From inspiring fans to reach their top potential to giving those with textured hair some hair care love, these are the reasons you love Tracee Ellis Ross.
Reasons I Love Tracee Ellis Ross
A bottle of Pattern conditioner currently resides in my shower and ‘Black-ish’ is high on my watchlist, and without it would have never come the ultimate reason I love Tracee Ellis Ross; ‘Mixed-ish.’
When ABC first announced ‘Black-ish,’ I thought it was going to be about a feeling I’ve felt since I was younger…that feeling like you’re not Black enough AKA black-ish. Instead, it has been a well-done family comedy that delivers typical plots that come with the genre while also exploring what it’s like to be Black in modern-day America and easy to follow history lessons. Every episode has given me life, but the one that centered on Ross’ being mixed race and the idea that those of us that are usually don’t get the choice to choose two or more boxes in life, hit me hard.

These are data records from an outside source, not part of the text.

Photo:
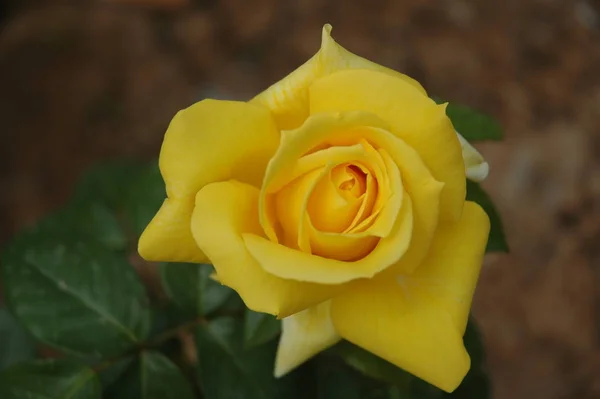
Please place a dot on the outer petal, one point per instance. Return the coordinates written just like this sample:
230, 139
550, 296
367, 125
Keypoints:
449, 274
412, 116
223, 212
475, 166
304, 335
288, 98
168, 237
412, 324
216, 140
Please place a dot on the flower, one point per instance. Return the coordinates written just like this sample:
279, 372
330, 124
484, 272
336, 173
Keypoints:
335, 200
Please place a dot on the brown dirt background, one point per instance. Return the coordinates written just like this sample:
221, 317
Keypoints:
82, 81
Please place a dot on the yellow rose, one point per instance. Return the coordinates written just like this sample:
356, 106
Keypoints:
335, 200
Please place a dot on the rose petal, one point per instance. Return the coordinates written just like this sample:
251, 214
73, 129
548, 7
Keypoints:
214, 141
303, 335
417, 322
289, 263
475, 166
226, 210
412, 116
288, 98
348, 128
168, 237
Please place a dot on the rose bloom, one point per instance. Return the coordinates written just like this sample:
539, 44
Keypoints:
335, 200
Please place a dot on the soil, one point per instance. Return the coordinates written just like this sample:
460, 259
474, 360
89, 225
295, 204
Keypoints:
87, 81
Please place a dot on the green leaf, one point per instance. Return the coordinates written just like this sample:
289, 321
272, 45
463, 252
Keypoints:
49, 379
85, 221
75, 296
339, 381
153, 376
471, 124
228, 370
109, 375
108, 183
192, 290
497, 239
260, 328
371, 365
16, 345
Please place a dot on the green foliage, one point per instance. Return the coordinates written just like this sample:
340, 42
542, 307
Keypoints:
371, 365
76, 296
191, 289
497, 239
259, 328
152, 376
229, 370
70, 285
15, 344
471, 124
45, 379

“How come there’s not a box for both?”
I’d asked that my entire life because only until recently, most standardized tests and forms wanted you to choose once race or ethnicity but for a lot of us, it just ain’t possible. Choosing one often makes us feel like we’re ignoring part of who we are.
‘Black-ish’ explores being mixed to a point, but for the most part, it’s about the Black experience. Which is great, but I yearned for more and got it when Ross helped bring her character’s backstory to the table with ‘Mixed-ish.’ Still, in its first season, we’re watching a young Rainbow Johnson explore being mixed race in the mid-80s. So many of what young Bow experiences then are realities I faced as a kid, and I’m sure some still face today. From picking a racial side in terms of identity, friends, dating, and even one of my biggest woes growing up…hair.
‘Mixed-ish’ is the show I would have loved to have seen as a kid in a sea of ‘Saved by the Bell’ and ‘Boy Meets World’ where there was one Black character. Alas, it’s here now and that’s all because of Rainbow Johnson which in turn is because of Tracee Ellis Ross, who is mixed race as well. She and the team (many also mixed race) put a lot of their personal touches into young Bow’s tales. Which makes the show even more endearing knowing people like me are behind the scenes.
Curls on lock and a story that features the highs and lows of mixed race folks in the world, oh Tracee Ellis Ross – I love you.